Still, after a week of that fabled grass-fed beef, which the foot-and-mouth-fearing Food and Drug Administration has barred from our country, I realized I was more in love with the Argentine attitude toward meat-eating than the meat itself. The cuts I savored–and I savored them everywhere, from Buenos Aires’ best restaurants to estancias (ranches) where “the meat” had until recently been mooing at me–were rarely better than the finer steaks I ate back home.
It was the carnivorous culture that made these dishes extraordinary.
I can’t tell you how often I saw a swim fin-sized steak land in front of a gorgeous, near-anorexic Argentinean girl (they’re everywhere too!) and her digging in like it was a salad appetizer.

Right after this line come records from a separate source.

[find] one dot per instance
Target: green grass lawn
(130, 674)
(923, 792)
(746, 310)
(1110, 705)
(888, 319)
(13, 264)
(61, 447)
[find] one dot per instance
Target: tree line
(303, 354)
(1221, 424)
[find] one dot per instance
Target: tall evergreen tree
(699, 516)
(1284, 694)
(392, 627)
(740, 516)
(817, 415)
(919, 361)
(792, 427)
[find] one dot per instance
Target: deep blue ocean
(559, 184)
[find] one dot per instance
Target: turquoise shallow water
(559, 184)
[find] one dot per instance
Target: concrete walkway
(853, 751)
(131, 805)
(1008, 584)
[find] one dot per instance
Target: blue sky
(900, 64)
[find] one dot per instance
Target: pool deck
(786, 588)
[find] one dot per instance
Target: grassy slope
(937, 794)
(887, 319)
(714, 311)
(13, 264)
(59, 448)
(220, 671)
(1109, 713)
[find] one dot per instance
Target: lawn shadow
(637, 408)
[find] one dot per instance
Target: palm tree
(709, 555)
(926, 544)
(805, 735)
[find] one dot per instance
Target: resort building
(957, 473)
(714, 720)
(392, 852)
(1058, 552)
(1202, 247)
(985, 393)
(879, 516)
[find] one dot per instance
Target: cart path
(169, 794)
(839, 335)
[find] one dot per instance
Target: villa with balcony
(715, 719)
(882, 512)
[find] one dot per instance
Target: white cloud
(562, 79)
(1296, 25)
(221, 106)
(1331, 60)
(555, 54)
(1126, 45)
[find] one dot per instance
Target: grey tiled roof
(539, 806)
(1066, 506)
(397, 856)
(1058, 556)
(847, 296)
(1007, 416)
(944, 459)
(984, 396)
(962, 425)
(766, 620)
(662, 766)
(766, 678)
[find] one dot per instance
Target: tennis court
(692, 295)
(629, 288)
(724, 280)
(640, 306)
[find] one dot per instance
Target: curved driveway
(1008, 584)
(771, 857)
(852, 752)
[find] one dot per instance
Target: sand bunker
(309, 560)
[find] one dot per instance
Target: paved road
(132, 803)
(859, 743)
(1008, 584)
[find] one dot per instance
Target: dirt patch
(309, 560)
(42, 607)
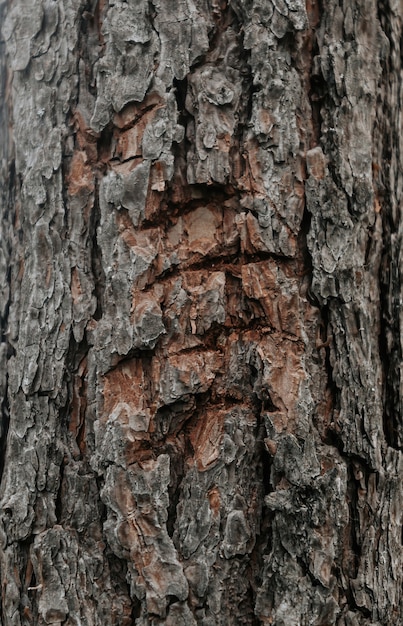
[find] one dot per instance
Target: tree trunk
(201, 281)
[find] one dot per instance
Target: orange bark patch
(206, 438)
(80, 177)
(125, 398)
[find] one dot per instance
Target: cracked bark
(200, 275)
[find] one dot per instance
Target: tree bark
(201, 312)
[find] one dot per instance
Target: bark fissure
(203, 391)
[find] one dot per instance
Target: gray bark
(201, 346)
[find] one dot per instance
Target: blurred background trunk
(200, 275)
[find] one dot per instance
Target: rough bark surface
(201, 290)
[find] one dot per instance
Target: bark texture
(201, 312)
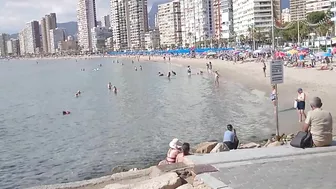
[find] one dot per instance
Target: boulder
(186, 186)
(220, 147)
(166, 181)
(250, 145)
(205, 147)
(276, 143)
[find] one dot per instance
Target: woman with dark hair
(185, 151)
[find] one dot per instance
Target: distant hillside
(70, 27)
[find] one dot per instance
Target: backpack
(302, 140)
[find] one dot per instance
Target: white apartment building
(285, 15)
(197, 21)
(317, 5)
(106, 21)
(56, 36)
(32, 37)
(152, 39)
(138, 23)
(99, 36)
(298, 10)
(120, 25)
(254, 14)
(22, 38)
(223, 18)
(86, 18)
(169, 22)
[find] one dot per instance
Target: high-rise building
(86, 17)
(223, 18)
(56, 35)
(317, 5)
(197, 21)
(285, 15)
(169, 21)
(120, 24)
(3, 44)
(106, 21)
(298, 10)
(31, 38)
(49, 22)
(138, 23)
(99, 36)
(254, 14)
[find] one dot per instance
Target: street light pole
(272, 17)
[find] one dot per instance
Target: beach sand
(250, 74)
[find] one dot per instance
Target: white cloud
(15, 13)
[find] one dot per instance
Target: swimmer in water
(115, 90)
(66, 112)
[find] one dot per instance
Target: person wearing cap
(174, 150)
(319, 122)
(230, 138)
(301, 103)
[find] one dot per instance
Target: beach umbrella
(293, 51)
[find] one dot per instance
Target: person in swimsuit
(216, 78)
(264, 67)
(301, 103)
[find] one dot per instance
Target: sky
(15, 13)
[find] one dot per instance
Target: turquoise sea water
(38, 145)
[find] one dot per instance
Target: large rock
(250, 145)
(220, 147)
(166, 181)
(186, 186)
(276, 143)
(205, 147)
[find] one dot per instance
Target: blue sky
(15, 13)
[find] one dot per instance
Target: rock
(250, 145)
(220, 147)
(165, 181)
(186, 186)
(205, 147)
(276, 143)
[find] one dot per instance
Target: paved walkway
(281, 167)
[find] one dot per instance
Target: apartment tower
(86, 17)
(169, 22)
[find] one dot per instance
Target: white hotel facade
(253, 14)
(86, 17)
(197, 21)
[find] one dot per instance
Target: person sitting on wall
(230, 138)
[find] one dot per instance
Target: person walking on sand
(216, 78)
(264, 67)
(301, 103)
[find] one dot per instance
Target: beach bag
(302, 140)
(295, 104)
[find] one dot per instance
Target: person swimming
(66, 112)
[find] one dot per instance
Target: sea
(39, 145)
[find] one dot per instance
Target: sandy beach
(314, 83)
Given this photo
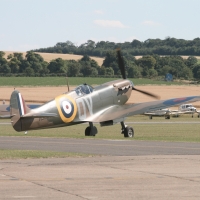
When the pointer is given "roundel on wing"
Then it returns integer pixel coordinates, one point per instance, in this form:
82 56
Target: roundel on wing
66 107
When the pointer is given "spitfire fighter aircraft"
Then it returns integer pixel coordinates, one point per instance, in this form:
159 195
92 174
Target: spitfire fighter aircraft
104 104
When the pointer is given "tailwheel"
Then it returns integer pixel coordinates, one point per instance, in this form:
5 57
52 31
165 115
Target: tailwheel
167 117
91 130
127 130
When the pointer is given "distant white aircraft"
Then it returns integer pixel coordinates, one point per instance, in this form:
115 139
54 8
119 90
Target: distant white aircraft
183 109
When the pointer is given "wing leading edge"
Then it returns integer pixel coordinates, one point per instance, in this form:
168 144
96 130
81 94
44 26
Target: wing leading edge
117 111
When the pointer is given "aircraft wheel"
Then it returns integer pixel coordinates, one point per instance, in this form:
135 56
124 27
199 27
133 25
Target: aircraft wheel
128 132
91 131
87 131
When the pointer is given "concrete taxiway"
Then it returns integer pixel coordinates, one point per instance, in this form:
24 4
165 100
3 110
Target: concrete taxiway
119 169
102 177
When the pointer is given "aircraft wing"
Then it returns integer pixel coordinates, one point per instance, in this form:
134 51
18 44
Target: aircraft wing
121 111
39 115
154 114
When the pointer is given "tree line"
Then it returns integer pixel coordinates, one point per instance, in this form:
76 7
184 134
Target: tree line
168 46
148 66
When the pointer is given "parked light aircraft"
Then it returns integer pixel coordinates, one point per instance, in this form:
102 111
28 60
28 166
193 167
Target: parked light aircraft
5 110
104 104
183 109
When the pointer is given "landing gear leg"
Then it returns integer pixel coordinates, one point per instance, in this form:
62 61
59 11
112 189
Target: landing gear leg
127 130
91 130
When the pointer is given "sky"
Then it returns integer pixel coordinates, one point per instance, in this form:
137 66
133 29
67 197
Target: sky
33 24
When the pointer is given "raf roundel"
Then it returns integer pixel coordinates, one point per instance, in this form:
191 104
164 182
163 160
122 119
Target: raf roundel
67 108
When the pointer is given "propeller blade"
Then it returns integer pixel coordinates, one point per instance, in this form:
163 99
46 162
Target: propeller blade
121 64
146 93
67 82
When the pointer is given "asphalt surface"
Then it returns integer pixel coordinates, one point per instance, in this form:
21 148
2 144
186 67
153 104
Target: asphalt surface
119 169
101 147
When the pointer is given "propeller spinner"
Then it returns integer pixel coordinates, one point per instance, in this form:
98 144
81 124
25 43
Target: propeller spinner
123 72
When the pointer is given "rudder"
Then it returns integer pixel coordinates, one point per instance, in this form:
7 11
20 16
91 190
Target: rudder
18 108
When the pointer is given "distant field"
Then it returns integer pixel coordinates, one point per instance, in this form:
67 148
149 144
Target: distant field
59 81
50 56
181 132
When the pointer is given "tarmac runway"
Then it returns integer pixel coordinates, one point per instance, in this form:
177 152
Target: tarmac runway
119 169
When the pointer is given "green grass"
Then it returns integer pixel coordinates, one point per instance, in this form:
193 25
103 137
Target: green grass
154 132
25 154
58 81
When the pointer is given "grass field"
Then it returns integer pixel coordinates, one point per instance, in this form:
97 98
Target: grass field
155 132
59 81
51 56
24 154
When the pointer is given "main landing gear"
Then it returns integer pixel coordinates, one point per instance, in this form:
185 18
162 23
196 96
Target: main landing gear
127 130
91 130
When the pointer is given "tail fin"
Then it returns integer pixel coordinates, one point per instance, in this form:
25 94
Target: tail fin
18 108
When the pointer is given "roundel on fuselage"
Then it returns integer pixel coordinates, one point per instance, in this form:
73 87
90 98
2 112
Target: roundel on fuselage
67 108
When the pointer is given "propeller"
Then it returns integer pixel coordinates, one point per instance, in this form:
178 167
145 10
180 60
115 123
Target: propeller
123 72
121 64
67 82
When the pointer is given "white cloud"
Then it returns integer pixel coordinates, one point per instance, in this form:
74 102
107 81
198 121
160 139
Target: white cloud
99 12
150 23
110 23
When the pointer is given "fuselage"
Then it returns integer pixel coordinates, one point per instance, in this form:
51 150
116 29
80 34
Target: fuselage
78 105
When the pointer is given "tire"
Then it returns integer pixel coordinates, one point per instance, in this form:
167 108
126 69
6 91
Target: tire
128 132
87 131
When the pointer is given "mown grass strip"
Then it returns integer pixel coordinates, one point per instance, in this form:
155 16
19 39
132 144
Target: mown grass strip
58 81
25 154
155 132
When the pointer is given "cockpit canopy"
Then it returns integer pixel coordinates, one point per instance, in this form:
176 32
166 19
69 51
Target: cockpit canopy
83 89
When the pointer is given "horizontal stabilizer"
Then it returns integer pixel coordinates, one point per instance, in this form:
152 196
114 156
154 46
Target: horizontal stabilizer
6 116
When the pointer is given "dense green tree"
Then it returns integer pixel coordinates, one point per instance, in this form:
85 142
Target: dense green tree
29 71
73 68
57 66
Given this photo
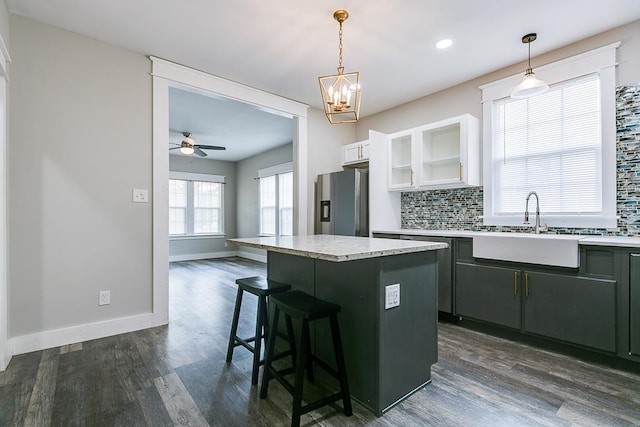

That’s something for the brochure.
But regardless of the comparisons between Argentine and American steaks, my own carniphilia only increased. And in my case it is love of all things meat-related. Steaks, chops, ribs, roasts: they all taste great to me. Even offal–animal innards and extremities that include brains, feet, tongue and tripe–has a special place in my heart. [Insert artery blockage joke here.]
I wasn’t always this way. It all started in 1997 when I first walked into 837 2nd Avenue. Fellow meat-lovers will no doubt recognize this as the address of the original Palm in midtown Manhattan. (Note to Ed.: There is no “The” in the restaurant’s title.)
My first “real job” after college landed me on the corner of 42nd and 2nd. After four years of dorm-prepared mac & cheese, I quickly began making up for lost time. If it was 1) French, Fusion or New American, 2) reservations required extortion and 3) it served food stacked higher than 7 inches, I was there.
That is, until one day when a fellow compulsive diner told me about a great steak joint right around the corner from my office. There, through Palm’s unadorned entrance, I entered into what has become the longest committed relationship of my life.
The $19.99 lunch special, which allowed me the choice of a filet or strip–as well as an appetizer, side, coffee and dessert–became a staple of my diet for as long as I worked in the city. At Palm I learned about the different cuts of beef, the various ways they can be served and, most importantly, the value of ordering my steaks cooked rare.
Returning to my recent excursion, this last point caused no little bewilderment among my Argentinean friends. Firm believers in taking gorgeous cuts of meat and burning them to a crisp, the Argentineans with whom I dined alternated between confusion and repulsion whenever I specified, re-specified and then had to clarify that, yes, I wanted my steak to touch the grill only long enough to char its outside and seal its juices inside.
Aside from that minor disagreement, my new personal Mecca and I got along famously.
On the flight home I sat next to a vegetarian American who had spent the last several months working at an NGO named Help Argentina. At the risk of hindering readers’ own meditations on the concept of irony, I’ll simply say that my already low opinion of do-gooder organizations and their self-righteous employees took a nosedive after that episode.
During the 11-hour flight back home, I kept chewing over one of my favorite lines: If God hadn’t meant for us to eat animals, he wouldn’t have made them out of meat.
Raul Damas is director of operations at Opiniones Latinas, a Hispanic-focused polling firm.